辅导员安抚了她几句,脸色严肃,眼皮微微耷拉下来,“这位老太太,麻烦你先离开,顺便帮我带上门。”
老太太毫不客气地坐了下来,“不用,我就是南榆的家长,有什么话你直说就行!”
辅导员看了老太太一眼,颇觉得莫名其妙,但实在压不住心里的怒气,说道:“南榆,你把事情的经过,当着廖楚晴的面,再说一遍。”
南榆犹豫片刻,便又说了一次。
只不过她口中的复述,在辅导员听来,就是狡辩。
他怒容满面,重重地拍了一下桌子,桌面的钢笔都弹动了几下。
辅导员怒吼出声:“她不过是抓了你一下,你就能把同学伤成这样?你知不知道,廖楚晴额头上缝了两针,这是要留疤的!你也是女孩,为什么对女孩子的恶意那么大?”
南榆垂眸,对上廖楚晴的神色,她在幸灾乐祸。
老太太噌的站了起来,“吼什么吼?这是要比嗓门大是不是?”
她又将南榆的手腕抽了出来,“你好好看看!我们已经去医院验了伤,要不是她把南榆抓成这样,我家南榆能推她?凡事都有前因才有后果,南榆是错了,但廖楚晴无理取闹,就没错?她为什么火急火燎去找南榆?我现在还怀疑,菜园子就是她毁的,这才心虚了!”
廖楚晴惊慌失措,忍不住站了起来:“老太太,你怎么可以冤枉人呢!”
她闹这么一出,就是为了转移大家的注意力。
菜园子这件事虽然不是她做的,在学校查不出个所以然,指不定就因为学校的流言赖她身上了。
反正就是她
老太太冷冷地睨着她,“难不成我说错了?那你跟辅导员好好说说,你好端端找南榆做什么?”

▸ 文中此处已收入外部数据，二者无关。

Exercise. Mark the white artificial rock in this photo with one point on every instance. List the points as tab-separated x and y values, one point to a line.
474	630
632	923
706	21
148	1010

廖楚晴一时无言,捂着额头突然呻吟起来:“嘶……辅导员,我的头好疼呀。”
辅导员连忙扶着她坐下,“老太太,南榆已经是一个成年人,应该学会为自己的行为负责!”
他眼中隐隐带着鄙夷,还燕大学子,品行可不怎么样。
果然,学历和素质并不能划等号。
南榆点点头,站了出来:“您说的是,我确实应该道歉。并且,廖楚晴同学后续的医疗费用我都会一力承担。如果你还不满,可以提出要求。但是,廖楚晴也应该跟我道歉。”
她点了点手腕,“她因为学校莫须有的谣言,主动找我麻烦,这是我的反击,她更莫名其妙。”
辅导员看向廖楚晴,他本意也是想谴责南榆一番,然后将这件事大事化小。